Photo © collection Benoît Paquet - ABSA 39-45
Equipage (9./KG 27)
- (FF*) Oberleutnant Hans STÖßEL, né le 19/01/1916 à Offenbach.
Gruft 9 Grab 35, Mont-de-Huisnes.
- (BO*) Unteroffizier Ernest-Albin URBICH, né le 03/08/1914 à Kirchheim
Gruft 9 Grab 78, Mont-de-Huisnes.
- (BF*) Unteroffizier John Konrad (Jonny) MÜLLER, né le 20/03/1911 à Londres.
Gruft 9 Grab 46, Mont-de-Huisnes.
- (BM*) UnteroffizierSiegfried WIECHERS, né le 30.10.1915 à Vethen.
Gruft 9 Grab 79, Mont-de-Huisnes.
* FF : Flugzeugführer (Pilote) - BO ou B = Beobachter (Observateur) - BF = Bordfunker (Radio) - BM = Bordmechaniker (Mécanicien) - BS = Bordschütze (mitrailleur)
L'HISTOIRE
Un Heinkel He 111 s'écrase après avoir décollé de Rennes - Saint-Jacques au lot du Glérois, à la Mézière, à 500 m de la route Rennes - Saint-Malo.
On ne sait pas grand chose des circonstances du crash mais l'on dispose de quelques photos transmises exceptionnellement par Walter Waiss, auteur de la série de cinq livres sur la KG 27 ("Boelcke Archiv Band I à V, Chronik KG 27 Boelcke"). Ces photos sont interdites à la reproduction.
A la suite de ces photos, des témoignages de civils bretons relatifs à ce crash
Joseph Delabarre, de Biardel, près de la carcasse de l’avion Allemand, le 1er septembre 1940.
Photo © collection Walter Waiss - Reproduction interdite
Les débris éparpillés du Heinkel He 111 tombé le 1er septembre 1940 à la Mézière.
Photo © collection Walter Waiss - Reproduction interdite
Le moteur du Heinkel He 111 après le crash.
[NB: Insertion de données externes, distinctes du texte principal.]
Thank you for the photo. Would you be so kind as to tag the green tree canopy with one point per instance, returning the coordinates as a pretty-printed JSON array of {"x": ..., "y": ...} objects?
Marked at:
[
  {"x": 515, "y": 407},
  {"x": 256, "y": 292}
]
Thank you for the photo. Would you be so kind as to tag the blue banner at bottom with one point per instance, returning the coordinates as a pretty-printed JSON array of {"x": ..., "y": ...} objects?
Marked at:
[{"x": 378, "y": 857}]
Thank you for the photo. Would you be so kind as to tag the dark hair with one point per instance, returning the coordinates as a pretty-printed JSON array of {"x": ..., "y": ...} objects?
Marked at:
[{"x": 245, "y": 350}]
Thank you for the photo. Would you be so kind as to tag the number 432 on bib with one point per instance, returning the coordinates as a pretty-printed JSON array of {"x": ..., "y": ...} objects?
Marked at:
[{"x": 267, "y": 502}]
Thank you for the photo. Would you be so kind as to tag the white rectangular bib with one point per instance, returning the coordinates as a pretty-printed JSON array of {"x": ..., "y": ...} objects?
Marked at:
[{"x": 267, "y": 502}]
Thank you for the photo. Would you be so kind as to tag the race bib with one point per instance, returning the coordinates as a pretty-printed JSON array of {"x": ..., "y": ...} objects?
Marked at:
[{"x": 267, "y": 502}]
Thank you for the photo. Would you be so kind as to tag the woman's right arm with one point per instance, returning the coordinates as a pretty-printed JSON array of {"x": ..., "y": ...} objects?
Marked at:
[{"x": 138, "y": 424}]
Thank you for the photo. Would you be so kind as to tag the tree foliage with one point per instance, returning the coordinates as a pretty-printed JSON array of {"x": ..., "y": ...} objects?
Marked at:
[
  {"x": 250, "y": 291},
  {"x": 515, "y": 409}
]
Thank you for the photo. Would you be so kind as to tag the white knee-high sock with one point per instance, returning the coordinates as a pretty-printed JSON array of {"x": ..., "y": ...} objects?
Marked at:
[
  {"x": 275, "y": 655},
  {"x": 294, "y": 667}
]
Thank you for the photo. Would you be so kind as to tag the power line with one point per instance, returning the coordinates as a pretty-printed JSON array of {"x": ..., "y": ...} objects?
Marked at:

Photo © collection Walter Waiss - Reproduction interdite
Inspection des débris du Heinkel He 111 par les soldats Allemands en présence de J. Delabarre.
Photo © collection Walter Waiss - Reproduction interdite
TEMOIGNAGES
Un extrait du livre de Guy Castel et Pierre Mahé " Résistance et aviateurs américains, Nord de l’Ille-et-Vilaine 1944 " nous révèle les informations suivantes :
[...] " Les Allemands sont à Saint-Jacques. L’aérodrome est occupé le 22 juin (1940) par des Messerschmitt Bf 109 E de la JG 53 « Pik As ». Le 2 août 1940, les Heinkel He 111 du troisième groupe du KG 27 « Boelcke » les rejoignent. Les travaux d’aménagement et d’édification de bâtiments des Français sont poursuivis, ainsi que les hangars commencés. Les Messerschmitt Bf 109 restent peu de temps et laissent les bombardiers He 111 à la mi-septembre. Ceux-ci, présents à Saint-Jacques depuis le 2 août, sont un peu plus d’une dizaine (en fait ils devaient être plus de 20). M. Jobbé Duval observe que les jours de raids sur l’Angleterre, d’autres Heinkel viennent à Rennes rejoindre ceux qui s’y trouvent. Ce qui lui permet à chaque fois de prévenir Londres. Le 8 août 1940 commence l’attaque de l’Angleterre par l’aviation allemande, « le Blitz ». Le 22 mars 1941, le 3e groupe du KG 27 Boelcke quitte Saint-Jacques pour Orléans-Bricy.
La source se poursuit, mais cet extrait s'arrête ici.